To investigate how the decision to report United States Medical Licensing Examination (USMLE) Step 1 score as pass/fail will influence future otolaryngology residency application and match processes.

Study Design

Survey study.

Methods

An anonymous and voluntary survey approved by the Otolaryngology Program Directors Organization was administered to academic faculty members from April 24, 2020 through May 19, 2020.

Results

Two hundred fifty‐seven surveys were received from department chairs (17.5%), program directors (24.1%), associate program directors (12.5%), and department faculty (45.9%). USMLE Step 1 has been the most heavily weighted metric for offering interviews (44.0%), and it has correlated with residents' medical knowledge (77.0%) and in‐service performance (79.8%) but not with surgical skills (57.6%) or patient care (47.1%). In total, 68.1% disagreed with the decision to make USMLE Step 1 pass/fail.

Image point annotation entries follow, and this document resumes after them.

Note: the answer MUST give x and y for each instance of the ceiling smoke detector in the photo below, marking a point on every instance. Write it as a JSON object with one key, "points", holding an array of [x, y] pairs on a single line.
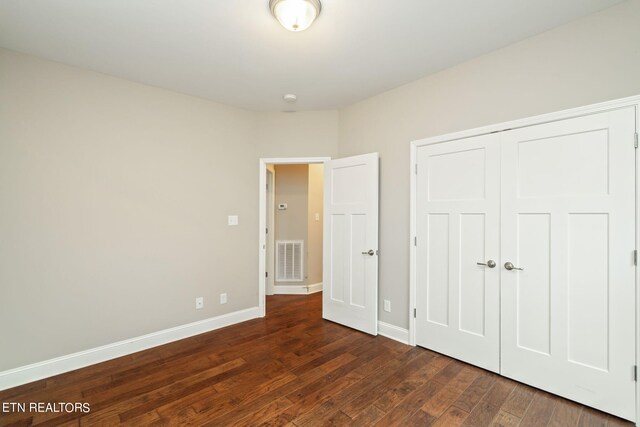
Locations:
{"points": [[295, 15], [290, 98]]}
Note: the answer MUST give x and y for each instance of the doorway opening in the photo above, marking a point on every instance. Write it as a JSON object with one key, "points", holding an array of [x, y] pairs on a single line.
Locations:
{"points": [[291, 227]]}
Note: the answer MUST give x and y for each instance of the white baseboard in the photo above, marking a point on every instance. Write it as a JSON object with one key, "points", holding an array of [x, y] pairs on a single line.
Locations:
{"points": [[297, 289], [393, 332], [59, 365]]}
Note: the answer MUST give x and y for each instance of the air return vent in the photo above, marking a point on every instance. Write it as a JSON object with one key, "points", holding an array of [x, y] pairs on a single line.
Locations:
{"points": [[289, 265]]}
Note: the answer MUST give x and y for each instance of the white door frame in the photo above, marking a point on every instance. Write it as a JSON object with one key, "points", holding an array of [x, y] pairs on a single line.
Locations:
{"points": [[262, 220], [530, 121]]}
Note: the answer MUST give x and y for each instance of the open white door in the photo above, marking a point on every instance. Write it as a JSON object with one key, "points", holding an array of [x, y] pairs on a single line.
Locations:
{"points": [[350, 271]]}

This change is anticipated to lead to an increase in significance of USMLE Step 2 CK (89.1%), core clerkship grades (80.9%), elective rotation at the respective institutions (65.7%), Alpha Omega Alpha and other awards (64.6%), and letters of recommendation (63.8%). The new scoring is also anticipated to especially benefit students from top‐ranked schools (70.8%), increase medical students' anxiety/uncertainty regarding obtaining interview invites (59.1%), and negatively affect internat ional (51.4%), doctor of osteopathic medicine (45.9%), and underrepresented students (36.9%). Indication that USMLE Step 2 CK will significantly increase in weight varied according to department position (P = .049), geographic region (P = .047), years of practice (P < .001), and residency program size (P = .002).

Conclusion

Most academic otolaryngologists disagreed with changing USMLE Step 1 scoring to pass/fail and believe that it will increase other objective/subjective metrics' weight and put certain student populations at a disadvantage.